Sex and the ancient city

Yes, I know everyone will be using that gag, but I'm afraid I'm not used to anything else but the Sex In The City theme tune following the HBO placecard.

In another forum, some comments have been left on my opinion of Rome. It's interesting to note that there's often an implicit assumption that my objection is on historical grounds. Now it is true that, as a historian, I do tend to spot historical inaccuracies, and sometimes point them out, especially if a production is trumpeting itself as 'the way it really was'. As a result, I guess I give the impression that this is what is most important to me, and why I have problems enjoying films and television series set in historical periods. But if you look at what I've written about historical films, such as about Troy or Kingdom of Heaven I think you'll find that I am often more exercised by poor dramatic structure than by poor history. And so it is with Rome.

This is what I wrote in response to one comment:

I should make clear that my main problem with the series is not that it's bad history. Hell, I like Gladiator, and Rome is much more historically accurate than that. My problem with it is that it seems to me to be bad drama, that it can't make up it's mind whether it's I, Claudius for the 21st-century or a Roman Upstairs, Downstairs. As a result we keep being pulled away from the main story to these two characters who not even the writers seem terribly interested in, and I'm certainly not.

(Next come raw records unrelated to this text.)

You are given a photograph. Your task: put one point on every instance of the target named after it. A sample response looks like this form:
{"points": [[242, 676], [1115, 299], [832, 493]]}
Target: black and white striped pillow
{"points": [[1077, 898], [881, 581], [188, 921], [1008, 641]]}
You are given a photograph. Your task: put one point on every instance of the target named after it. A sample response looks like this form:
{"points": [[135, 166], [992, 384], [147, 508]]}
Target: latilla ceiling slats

'Speed bumps' only throw me when they don't make sense in context. Take, for instance, the invented husband of Octavia. Now it is entirely true that on the death of Julia, Caesar proposed a marriage alliance between Pompey and Octavia, which would have involved he divorcing her husband. But Pompey refused the alliance and the divorce never took place. By having the divorce take place before making the marriage proposal, an entirely fictional husband has to be invented. More importantly, the scheming cunning Atia ends up looking stupid, someone who acts before she needs to. And we have to believe that the fictional Glabius is a person of no importance, because Atia would be even more stupid to dissolve a marriage alliance with one family if she did not have another better one securely in place. Which contradicts what has already been established, that female relatives of important men are used as political pawns - they don't get to marry for love. Again, my problem here is not that it's bad history (though it is), but that it's bad, incoherent writing. The main object of the sequence appears to be to get Kerry Condon to take her clothes off. (Almost all the nudity in Rome fails the 'dramatically necessary' test.)

My other problem (and it's really more of a comment than a problem) is the 'Emperor's New Clothes' syndrome, that the programme has been sold as something it isn't. It's the same issue I have with Saving Private Ryan, which was sold as something Big and Important rather than the updated John Wayne war movie that it actually is. Your comment 'I'm ravished by the show. Lots of gratuitous sex and violence, by ROMANS!!!!' is illuminating, It shows that you're enjoying this as a Roman romp, in the full excessive tradition of Spartacus, Cleopatra, etc. Which is what it is. But the publicity has tried to sell it as something different, something serious, something that hasn't been seen before. And it's none of these.

I will still watch the series, and doubtless still have fun watching it. It's certainly not boring, or completely unwatchable. But it's not genuinely serious drama either - more The Cleopatras than I, Claudius.


And to another:

I got the feeling that the writing perks up when dealing with the historical individuals as opposed to the fictional ones, but that may just be me not being particularly interested in Vorenus and Pullo. But yes, it's the indecision that causes problems for me. Either there should be more Vorenus and Pullo, to make it their story, or none at all, and stick to the historical principals. As it is, Vorenus and Pullo are in it enough to be distracting, but not enough to make me care about them.